Someone implementing a calculator could probably choose either of these, but users would want consistency—the digit 7 should be rendered the same way every time. If this is the only such ambiguity in the requirements, then there are exactly two Acceptable Behaviors: one where 7 has a "hook", and one where it doesn't.

To give another, more complex example: most users probably don't care exactly what happens when they input 0 / 0 =, but they probably also expect the result to satisfy a couple constraints:

  • the output should not resemble a number
  • the output should be the same every time

In this case, the set of acceptable behaviors might be very large, if we're considering the level of abstraction of cells on an LCD. But it could still be enumerated.

There are degrees of acceptability

Another example with a bit more nuance: what should the calculator do if you enter 2 + * 3 =? Most people are born without an opinion on this question, but quickly develop one the moment they press the wrong function button on a calculator and want to undo their mistake. Ideally, I think, the result should be 6, not 5 or anything else (and it is 6 on the pocket calculator I used in middle school). Arguments can be made for outputting 6, 5, or some kind of error message, but probably 6 is the most acceptable answer to most people. Is it a bug, then, if 2 + * 3 = 5 is in the behavior? According to the definition above, yes.
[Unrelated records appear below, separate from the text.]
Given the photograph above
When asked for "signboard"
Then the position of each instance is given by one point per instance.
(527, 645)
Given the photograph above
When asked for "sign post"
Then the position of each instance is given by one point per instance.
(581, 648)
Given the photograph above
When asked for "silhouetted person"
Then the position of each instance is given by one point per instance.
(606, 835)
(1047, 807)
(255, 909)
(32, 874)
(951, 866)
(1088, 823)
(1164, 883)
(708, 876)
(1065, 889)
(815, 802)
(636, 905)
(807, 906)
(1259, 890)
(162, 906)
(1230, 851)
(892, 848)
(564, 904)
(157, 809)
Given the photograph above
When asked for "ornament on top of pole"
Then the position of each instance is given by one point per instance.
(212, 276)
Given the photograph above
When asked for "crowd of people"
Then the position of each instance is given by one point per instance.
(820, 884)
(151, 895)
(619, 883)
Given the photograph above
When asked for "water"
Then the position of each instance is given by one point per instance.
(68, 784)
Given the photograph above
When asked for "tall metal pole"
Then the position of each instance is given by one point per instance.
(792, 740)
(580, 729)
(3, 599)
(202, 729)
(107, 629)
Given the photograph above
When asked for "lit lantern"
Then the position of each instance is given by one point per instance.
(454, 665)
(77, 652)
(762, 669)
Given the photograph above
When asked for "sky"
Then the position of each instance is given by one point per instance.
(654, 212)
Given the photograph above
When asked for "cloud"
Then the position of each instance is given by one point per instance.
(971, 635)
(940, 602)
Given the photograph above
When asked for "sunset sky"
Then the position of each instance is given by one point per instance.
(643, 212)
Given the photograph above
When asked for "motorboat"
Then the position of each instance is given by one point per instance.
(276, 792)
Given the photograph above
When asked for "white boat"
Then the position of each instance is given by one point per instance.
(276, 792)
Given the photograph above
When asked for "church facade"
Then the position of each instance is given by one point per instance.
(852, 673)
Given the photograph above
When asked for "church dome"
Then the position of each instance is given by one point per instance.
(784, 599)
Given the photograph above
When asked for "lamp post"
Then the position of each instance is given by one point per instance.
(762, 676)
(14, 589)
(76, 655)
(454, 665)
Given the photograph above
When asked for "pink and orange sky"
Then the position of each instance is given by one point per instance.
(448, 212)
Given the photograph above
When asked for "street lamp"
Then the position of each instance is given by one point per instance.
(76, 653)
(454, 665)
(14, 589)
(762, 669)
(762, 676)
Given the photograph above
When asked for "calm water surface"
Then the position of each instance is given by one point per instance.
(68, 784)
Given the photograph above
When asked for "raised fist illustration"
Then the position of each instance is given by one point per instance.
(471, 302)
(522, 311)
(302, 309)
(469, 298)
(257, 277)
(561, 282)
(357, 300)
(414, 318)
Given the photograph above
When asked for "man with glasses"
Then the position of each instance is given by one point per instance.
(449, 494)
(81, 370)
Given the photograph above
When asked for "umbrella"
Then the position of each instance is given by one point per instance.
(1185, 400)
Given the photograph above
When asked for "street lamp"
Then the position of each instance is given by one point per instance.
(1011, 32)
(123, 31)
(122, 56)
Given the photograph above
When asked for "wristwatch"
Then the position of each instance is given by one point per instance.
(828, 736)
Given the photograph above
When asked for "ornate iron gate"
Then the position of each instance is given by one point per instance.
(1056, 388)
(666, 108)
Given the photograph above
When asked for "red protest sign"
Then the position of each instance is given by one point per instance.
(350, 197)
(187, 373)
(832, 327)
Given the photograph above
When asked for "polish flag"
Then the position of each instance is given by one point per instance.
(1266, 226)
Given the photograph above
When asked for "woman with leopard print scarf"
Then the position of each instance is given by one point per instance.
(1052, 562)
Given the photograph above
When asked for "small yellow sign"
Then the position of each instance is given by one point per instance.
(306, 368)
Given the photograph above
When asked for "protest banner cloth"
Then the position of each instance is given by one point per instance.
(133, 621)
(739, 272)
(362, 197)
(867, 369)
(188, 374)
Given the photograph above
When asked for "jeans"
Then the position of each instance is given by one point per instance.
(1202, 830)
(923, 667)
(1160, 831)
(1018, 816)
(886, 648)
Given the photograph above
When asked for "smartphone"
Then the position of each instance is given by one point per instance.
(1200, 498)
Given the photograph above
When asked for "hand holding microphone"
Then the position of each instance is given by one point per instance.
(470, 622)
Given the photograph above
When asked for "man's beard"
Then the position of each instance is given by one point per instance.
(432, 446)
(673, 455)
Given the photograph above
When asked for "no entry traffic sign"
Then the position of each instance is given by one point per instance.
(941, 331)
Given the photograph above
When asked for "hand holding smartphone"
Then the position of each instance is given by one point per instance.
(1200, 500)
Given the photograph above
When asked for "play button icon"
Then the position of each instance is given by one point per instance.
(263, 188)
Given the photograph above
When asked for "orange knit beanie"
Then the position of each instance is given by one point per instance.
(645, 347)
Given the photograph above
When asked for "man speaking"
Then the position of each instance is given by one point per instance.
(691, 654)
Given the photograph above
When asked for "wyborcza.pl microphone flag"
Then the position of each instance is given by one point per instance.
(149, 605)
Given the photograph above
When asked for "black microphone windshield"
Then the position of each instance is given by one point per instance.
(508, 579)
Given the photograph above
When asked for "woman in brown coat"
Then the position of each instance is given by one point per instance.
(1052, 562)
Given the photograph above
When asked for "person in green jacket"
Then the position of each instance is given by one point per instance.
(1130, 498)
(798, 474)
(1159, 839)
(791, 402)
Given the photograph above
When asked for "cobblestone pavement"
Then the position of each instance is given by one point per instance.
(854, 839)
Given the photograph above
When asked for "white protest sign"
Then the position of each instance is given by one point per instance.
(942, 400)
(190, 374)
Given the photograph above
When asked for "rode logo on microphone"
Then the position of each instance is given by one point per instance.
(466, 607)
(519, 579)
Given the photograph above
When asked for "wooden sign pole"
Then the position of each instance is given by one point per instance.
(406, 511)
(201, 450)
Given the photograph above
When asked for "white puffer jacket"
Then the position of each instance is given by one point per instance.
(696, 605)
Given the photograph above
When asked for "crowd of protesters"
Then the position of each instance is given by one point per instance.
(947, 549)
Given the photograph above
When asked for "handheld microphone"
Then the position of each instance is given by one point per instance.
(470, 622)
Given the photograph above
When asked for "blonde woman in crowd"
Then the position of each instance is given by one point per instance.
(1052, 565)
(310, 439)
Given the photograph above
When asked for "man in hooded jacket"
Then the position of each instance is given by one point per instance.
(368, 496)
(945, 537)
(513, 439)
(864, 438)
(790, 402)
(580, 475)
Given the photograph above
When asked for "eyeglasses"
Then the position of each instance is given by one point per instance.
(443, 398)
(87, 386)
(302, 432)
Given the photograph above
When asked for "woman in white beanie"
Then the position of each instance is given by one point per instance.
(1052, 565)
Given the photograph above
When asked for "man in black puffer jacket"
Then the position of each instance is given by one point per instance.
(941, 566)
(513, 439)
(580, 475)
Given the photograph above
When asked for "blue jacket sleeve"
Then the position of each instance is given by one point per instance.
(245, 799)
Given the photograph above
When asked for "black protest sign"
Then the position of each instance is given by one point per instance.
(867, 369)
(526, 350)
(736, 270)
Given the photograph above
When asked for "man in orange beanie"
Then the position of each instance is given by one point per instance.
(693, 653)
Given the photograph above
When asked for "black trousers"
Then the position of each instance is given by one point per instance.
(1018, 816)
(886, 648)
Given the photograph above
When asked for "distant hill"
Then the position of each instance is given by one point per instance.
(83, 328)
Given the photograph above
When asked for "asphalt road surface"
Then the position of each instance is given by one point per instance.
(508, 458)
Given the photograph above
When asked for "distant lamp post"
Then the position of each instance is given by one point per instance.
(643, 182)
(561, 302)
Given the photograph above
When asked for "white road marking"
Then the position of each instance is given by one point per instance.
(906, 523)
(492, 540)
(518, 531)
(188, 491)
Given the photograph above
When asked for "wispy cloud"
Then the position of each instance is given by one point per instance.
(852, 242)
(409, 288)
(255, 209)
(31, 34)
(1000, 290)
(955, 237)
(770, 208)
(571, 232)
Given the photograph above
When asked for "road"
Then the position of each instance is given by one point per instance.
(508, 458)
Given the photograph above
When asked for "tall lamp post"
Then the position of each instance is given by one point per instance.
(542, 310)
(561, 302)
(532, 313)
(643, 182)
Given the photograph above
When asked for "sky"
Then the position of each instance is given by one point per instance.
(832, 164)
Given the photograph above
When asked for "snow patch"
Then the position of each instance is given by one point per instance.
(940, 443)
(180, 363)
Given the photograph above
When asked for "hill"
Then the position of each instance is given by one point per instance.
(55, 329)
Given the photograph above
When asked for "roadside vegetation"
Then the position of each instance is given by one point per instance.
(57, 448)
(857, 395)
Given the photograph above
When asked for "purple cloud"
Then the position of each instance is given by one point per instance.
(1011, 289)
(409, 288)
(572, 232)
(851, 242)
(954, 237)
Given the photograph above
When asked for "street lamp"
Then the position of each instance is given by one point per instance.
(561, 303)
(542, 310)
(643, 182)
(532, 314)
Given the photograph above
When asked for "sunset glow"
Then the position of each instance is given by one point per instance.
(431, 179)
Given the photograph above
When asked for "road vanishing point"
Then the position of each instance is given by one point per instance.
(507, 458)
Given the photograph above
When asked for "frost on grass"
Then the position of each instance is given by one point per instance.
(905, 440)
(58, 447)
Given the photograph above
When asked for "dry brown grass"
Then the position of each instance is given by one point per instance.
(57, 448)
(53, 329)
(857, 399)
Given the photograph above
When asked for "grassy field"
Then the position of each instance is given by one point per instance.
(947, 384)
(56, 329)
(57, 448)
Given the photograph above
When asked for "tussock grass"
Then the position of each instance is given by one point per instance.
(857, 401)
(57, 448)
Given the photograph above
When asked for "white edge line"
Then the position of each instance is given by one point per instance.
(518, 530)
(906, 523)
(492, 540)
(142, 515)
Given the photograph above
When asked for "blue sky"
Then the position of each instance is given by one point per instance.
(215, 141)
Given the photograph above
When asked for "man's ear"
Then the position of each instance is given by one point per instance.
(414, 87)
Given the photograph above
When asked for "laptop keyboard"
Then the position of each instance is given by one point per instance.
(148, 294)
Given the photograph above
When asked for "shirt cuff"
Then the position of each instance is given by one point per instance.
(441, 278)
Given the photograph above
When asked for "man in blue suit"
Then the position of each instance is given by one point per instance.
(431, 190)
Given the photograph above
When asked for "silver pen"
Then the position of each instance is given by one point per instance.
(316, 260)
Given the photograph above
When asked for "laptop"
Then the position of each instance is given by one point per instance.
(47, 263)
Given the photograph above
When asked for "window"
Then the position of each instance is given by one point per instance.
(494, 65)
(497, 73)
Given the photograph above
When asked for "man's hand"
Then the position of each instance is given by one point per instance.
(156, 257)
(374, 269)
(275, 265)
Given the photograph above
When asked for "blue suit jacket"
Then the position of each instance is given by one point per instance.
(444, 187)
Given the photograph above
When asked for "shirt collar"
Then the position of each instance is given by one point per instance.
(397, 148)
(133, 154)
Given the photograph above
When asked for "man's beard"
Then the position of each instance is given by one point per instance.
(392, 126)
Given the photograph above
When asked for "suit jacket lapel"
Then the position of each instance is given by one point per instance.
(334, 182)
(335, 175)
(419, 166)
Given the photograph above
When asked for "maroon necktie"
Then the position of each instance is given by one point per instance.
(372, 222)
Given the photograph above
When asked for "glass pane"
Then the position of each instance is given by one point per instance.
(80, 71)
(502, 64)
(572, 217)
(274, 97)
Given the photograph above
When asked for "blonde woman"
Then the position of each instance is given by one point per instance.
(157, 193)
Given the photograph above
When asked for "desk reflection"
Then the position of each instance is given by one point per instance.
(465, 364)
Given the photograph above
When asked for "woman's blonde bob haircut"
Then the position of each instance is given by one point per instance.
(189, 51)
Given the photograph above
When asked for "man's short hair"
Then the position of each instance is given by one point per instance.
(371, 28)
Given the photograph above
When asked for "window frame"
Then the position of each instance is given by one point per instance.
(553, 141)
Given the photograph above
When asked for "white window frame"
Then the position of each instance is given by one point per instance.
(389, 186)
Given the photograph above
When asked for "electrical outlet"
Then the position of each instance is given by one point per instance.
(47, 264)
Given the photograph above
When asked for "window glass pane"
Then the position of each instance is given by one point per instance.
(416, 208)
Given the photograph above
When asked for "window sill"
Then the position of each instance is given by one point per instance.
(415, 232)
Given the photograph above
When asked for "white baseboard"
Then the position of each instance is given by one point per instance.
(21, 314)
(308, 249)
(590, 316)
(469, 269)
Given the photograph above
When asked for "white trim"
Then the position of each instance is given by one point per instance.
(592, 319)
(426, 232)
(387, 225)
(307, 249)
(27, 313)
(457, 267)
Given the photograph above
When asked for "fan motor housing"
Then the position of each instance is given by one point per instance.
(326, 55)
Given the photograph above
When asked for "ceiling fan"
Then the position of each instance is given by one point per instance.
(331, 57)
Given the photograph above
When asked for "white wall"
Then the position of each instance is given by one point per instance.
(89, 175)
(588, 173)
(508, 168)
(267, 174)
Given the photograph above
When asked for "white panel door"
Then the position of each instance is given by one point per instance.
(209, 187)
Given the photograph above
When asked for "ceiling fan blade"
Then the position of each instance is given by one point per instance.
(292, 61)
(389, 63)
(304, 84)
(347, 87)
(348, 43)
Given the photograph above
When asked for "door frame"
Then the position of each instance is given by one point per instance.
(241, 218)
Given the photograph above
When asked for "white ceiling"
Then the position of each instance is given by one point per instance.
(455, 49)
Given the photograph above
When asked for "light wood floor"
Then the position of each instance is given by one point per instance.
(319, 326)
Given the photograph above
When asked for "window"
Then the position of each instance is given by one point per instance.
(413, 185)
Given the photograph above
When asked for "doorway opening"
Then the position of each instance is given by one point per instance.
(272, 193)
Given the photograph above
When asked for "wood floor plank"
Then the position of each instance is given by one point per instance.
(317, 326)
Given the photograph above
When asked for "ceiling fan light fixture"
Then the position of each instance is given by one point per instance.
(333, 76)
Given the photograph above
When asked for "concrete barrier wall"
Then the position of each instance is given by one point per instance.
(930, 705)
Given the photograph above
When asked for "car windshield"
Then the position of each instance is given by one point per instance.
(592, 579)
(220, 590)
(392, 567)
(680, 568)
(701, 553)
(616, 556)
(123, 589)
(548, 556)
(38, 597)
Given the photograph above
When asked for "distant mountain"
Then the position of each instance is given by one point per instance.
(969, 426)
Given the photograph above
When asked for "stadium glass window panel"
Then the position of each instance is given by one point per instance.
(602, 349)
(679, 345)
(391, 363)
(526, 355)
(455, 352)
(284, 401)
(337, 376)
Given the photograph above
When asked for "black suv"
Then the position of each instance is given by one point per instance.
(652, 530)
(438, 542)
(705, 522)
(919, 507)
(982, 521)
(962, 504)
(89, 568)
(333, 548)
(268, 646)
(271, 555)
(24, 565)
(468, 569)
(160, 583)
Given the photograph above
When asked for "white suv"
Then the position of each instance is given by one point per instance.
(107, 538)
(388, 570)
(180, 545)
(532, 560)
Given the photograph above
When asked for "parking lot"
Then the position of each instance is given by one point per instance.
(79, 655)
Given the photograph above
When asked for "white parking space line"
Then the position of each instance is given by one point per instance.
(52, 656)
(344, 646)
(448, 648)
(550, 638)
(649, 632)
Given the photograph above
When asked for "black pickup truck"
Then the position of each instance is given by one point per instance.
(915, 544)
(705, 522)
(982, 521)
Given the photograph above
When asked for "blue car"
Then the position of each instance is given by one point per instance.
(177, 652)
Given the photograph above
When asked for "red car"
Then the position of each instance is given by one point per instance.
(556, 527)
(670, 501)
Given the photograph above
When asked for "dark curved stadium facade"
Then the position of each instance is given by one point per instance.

If a tree falls in the forest...

Most people don't know they don't want something until you give it to them. Is a bug still a bug if no one ever runs into it? Perhaps, but I'd say it's the software engineer's responsibility to actively seek out feedback about things that might not be right. Preempt bug reports by giving people things they don't want during user testing—not in production.

One bug or many?

How do you know whether a set of undesirable interaction-sequences is one bug or several? The question is not particularly interesting for my purpose of creating a formal theory of bugs/features/behavior. Practically speaking, I think it's fine for people to split/group bugs in whatever way they find convenient for collaboration.